Он изъял из себя идею Бога. Надо, чтобы он ее вновь в себя вобрал.
* * *
«Я пришел в мир с этим телом, — думает человек. — Не могу сказать, что оно мне в тягость, нет, скорее на пользу. Оно обременяет в меру, оно обременяет меня минимально. Но я действительно не испытываю к нему никакого чувства привязанности или верности, оно не вызывает во мне даже простого любопытства. Оно такое? Ну и ладно! Пусть такое! Возиться с ним я не собираюсь. У меня и без этого хватает дел».
Он пеняет на свое тело, когда вынужден тратить на него свое время.
Курьезная беззаботность…
Вообще беззаботность человека не перестает нас удивлять.
Скажем, она, по меньшей мере, примечательна (если не восхитительна); она, наверняка, одна из характерных его черт.
Человек есть бесстрашие и прогресс. Он продвигается вперед радостно, воодушевленно, отважно. Он чувствует, что должен обязательно что-то открыть.
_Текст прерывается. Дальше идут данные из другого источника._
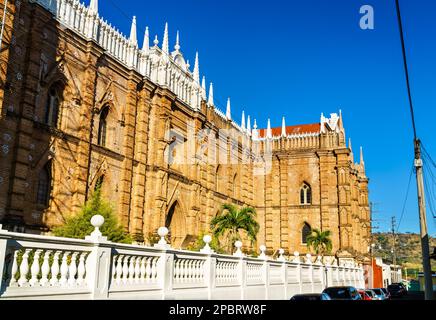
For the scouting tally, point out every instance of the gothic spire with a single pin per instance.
(196, 69)
(269, 131)
(210, 101)
(165, 42)
(228, 110)
(94, 6)
(133, 33)
(177, 46)
(283, 127)
(203, 88)
(146, 45)
(255, 132)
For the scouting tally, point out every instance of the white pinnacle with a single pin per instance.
(269, 131)
(255, 133)
(210, 101)
(133, 34)
(165, 42)
(228, 110)
(283, 127)
(146, 45)
(196, 69)
(93, 6)
(177, 46)
(203, 88)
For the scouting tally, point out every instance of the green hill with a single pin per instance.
(408, 250)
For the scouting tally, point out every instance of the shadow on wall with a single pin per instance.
(33, 101)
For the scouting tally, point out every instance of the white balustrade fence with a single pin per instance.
(39, 267)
Он действует почти как насекомые, которые беспрестанно шевелят усиками, посреди какого-то необозримого и абсолютно загадочного ландшафта.
Так и человек любопытен скорее к самому себе, чем к своему окружению. К миру, к его происшествиям, к его ресурсам. Он готов его пересекать на всех скоростях (но комфортно) — его разрушать — его перестраивать.
* * *
Когда мы рассуждаем о человеке, главное — не в том, чтобы открыть новые и неизвестные истины: сюжет был изучен вплоть до самых укромных мест (?). А в том, чтобы рассмотреть его сверху и под разным освещением, со всех точек зрения. И, наконец, воздвигнуть ему крепкую статую: строгую и простую.
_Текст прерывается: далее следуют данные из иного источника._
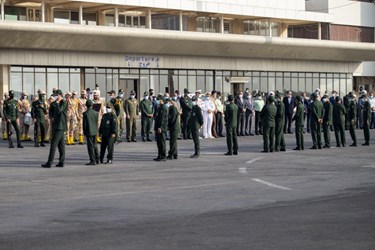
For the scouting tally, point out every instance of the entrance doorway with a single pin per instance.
(237, 87)
(128, 85)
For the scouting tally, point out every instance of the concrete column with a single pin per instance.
(81, 15)
(116, 17)
(320, 31)
(181, 22)
(149, 20)
(4, 79)
(2, 10)
(222, 24)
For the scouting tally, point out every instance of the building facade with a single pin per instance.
(167, 45)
Вся сложность в том, чтобы отстраниться. Следует от него отделиться, отдалиться на достаточное, но не чрезмерное расстояние.
Это не так просто. Он привлекает (манит автора, слово, перо) как магнит. Он притягивает вплотную, он поглощает, подобно тому, как тело всегда стремится поглотить свою тень. Тени, кстати, никогда не удается ни отделиться от тела, ни дать о нем представление, хоть сколько-нибудь не исказив…
* * *
Булыжник, ивовая клетка, апельсин: вот легкие сюжеты. Вот почему, наверное, они меня и заинтересовали. Никто никогда об этом ничего не говорил. Хотя достаточно было сказать самую малость. Достаточно было подумать: это не так уж и трудно.
А как же человек, возразят мне…
Человек стал — по многим причинам — сюжетом для несметного множества библиотек.
По той же причине, по которой никто никогда не говорил о булыжнике, все постоянно говорят о человеке. О чем же еще говорить, как не о нем?
Однако никто никогда не пытался — насколько мне известно — создать в литературе строгий портрет человека. Простой и полный. Вот что меня прельщает. Надо сказать о нем все в одном маленьком томе… Итак! Один на один!
* * *
Человек — это сюжет, который нелегко удержать, подбрасывая на ладони. Нелегко обойти вокруг, отойти на нужное расстояние. Трудность — в этом отходе на расстояние и в фокусировке глаза, в наводке на резкость.
Непросто отходить под объективом.
* * *
Как бы поступило дерево, если бы захотело выразить свою древесную природу? Оно бы распустило листья, но для нас это мало бы что прояснило.
Не оказались ли мы в подобной ситуации?
* * *
Человек (как вид) удерживается благодаря постоянным колебаниям численности, беспрестанному преумножению индивидуумов. Вот, может быть, объяснение увеличения количества индивидуумов одного и того же типа внутри одного вида: вид удерживает свою идею под защитой преумножения, так он себя укрепляет.
* * *
Концепт человека близок концепту равновесия.
Нечто вроде пробки на воде.
Нечто фантастически ненадежное, беспечное.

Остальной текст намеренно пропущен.